I also have pictures of all the other places that Burt Shonberg created murals. Each one is just as cryptic and fascinating, though Michael Shley, who owned the Xanadu Coffeehouse on Melrose (birthplace of the L.A. Free Press), and later owned the Frankenstein... said that Cafe Frankenstein was really Burt Shonberg's masterpiece.

I really enjoyed meeting George Clayton Johnson, who co-owned the Frankenstein. He gave me a collection of his short stories that he self-published in a rare volume, and though he wrote "Logan's Run" and many episodes of "The Twilight Zone," the Frankenstein monster has continued to hold great fascination for him.

I'll see how much I can stretch the information on Cafe Frankenstein for my next book, but it's so full of information on jazz, protest music, gay and political activism, coffeehouses and art galleries, circa 1941-66... it's just hard to tell the story of how a city was moved on it's axis by the arts community, ithout devoting a whole chapter to just one place.

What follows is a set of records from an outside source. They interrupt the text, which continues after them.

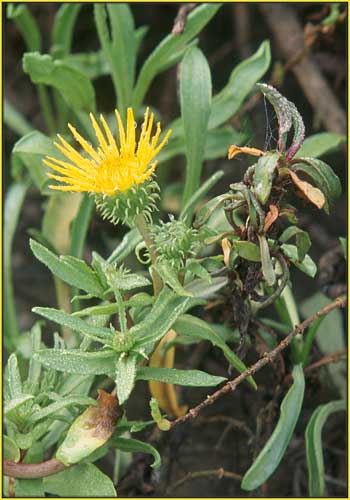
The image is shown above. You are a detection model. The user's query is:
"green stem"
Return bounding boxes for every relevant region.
[134,213,163,295]
[37,85,56,135]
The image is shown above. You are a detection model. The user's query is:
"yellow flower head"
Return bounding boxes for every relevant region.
[44,108,171,196]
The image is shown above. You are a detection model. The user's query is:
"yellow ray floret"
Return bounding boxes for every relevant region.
[44,108,171,195]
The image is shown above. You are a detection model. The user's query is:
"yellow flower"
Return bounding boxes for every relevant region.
[44,108,171,196]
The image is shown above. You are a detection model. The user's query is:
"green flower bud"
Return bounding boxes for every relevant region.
[94,180,160,227]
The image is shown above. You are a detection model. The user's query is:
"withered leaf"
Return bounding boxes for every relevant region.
[289,170,325,209]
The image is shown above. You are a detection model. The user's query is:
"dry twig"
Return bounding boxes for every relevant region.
[167,467,242,493]
[172,4,196,35]
[171,295,346,428]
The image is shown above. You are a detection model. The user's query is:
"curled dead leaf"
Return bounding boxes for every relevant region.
[228,145,265,160]
[289,170,325,209]
[263,204,279,233]
[221,237,232,267]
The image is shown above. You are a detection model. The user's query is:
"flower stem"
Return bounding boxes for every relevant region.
[134,213,163,295]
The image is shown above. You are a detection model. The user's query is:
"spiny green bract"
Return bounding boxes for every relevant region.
[94,180,160,227]
[151,215,203,269]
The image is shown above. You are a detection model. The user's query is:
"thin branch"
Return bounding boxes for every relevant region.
[167,467,242,493]
[172,4,196,35]
[304,350,346,375]
[171,295,346,428]
[4,458,66,479]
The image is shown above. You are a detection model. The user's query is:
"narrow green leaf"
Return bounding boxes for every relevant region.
[4,99,33,136]
[241,364,305,491]
[12,131,61,192]
[279,226,311,262]
[253,152,280,205]
[132,4,220,109]
[51,5,81,58]
[209,40,271,129]
[232,240,261,262]
[5,395,34,418]
[30,239,104,297]
[107,228,142,264]
[23,52,96,112]
[137,367,226,387]
[28,396,97,425]
[7,4,41,51]
[43,463,117,497]
[4,181,29,350]
[112,437,161,469]
[115,354,138,405]
[7,354,22,399]
[180,170,224,222]
[258,234,276,286]
[33,307,114,344]
[305,400,345,497]
[181,47,212,205]
[34,349,116,376]
[296,132,345,159]
[174,314,257,389]
[152,263,192,297]
[4,435,20,462]
[70,195,94,259]
[339,237,347,259]
[281,244,317,277]
[132,287,202,348]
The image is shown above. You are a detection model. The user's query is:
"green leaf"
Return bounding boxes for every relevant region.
[43,463,117,497]
[209,40,271,129]
[301,293,345,397]
[258,234,276,286]
[28,396,97,425]
[23,52,96,112]
[257,83,305,158]
[51,5,81,58]
[180,170,224,222]
[112,437,161,469]
[4,99,33,136]
[4,435,20,462]
[305,400,346,497]
[107,5,136,112]
[232,240,261,262]
[5,395,34,419]
[296,132,345,159]
[108,228,142,264]
[174,314,257,389]
[279,226,311,262]
[185,276,228,299]
[70,195,94,259]
[158,125,246,164]
[7,354,22,399]
[181,47,212,206]
[253,152,281,205]
[33,307,115,345]
[280,243,317,277]
[16,479,44,498]
[34,349,116,376]
[137,367,226,387]
[115,354,138,405]
[241,364,305,491]
[194,193,231,228]
[14,433,33,450]
[293,158,341,206]
[132,287,202,349]
[7,4,41,51]
[339,237,347,259]
[63,51,110,80]
[4,181,29,351]
[152,263,192,297]
[30,239,104,297]
[132,4,220,109]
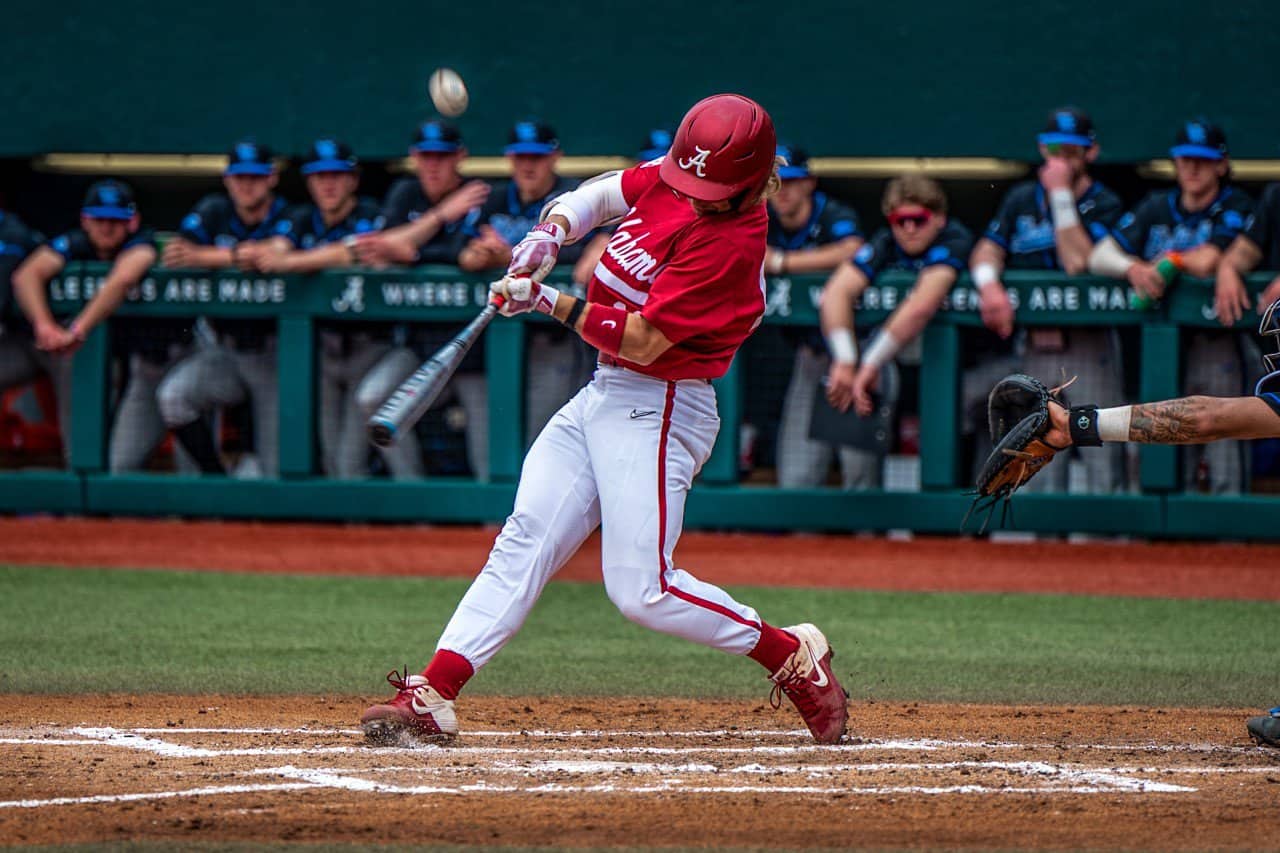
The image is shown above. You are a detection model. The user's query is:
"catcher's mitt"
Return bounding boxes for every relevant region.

But I would like to at least get a more literary version of that Wikipedia entry into the book text, with five or six cherry pictures of the place. it definitely warrants it, and along with "Famous Monsters of Filmland," I think you're right, Sven... very iconic of '60s identity. Much like surfers, rat finks, beatniks and rebellious wanderers of all types.

Damn, I wish you still had a copy of that movie!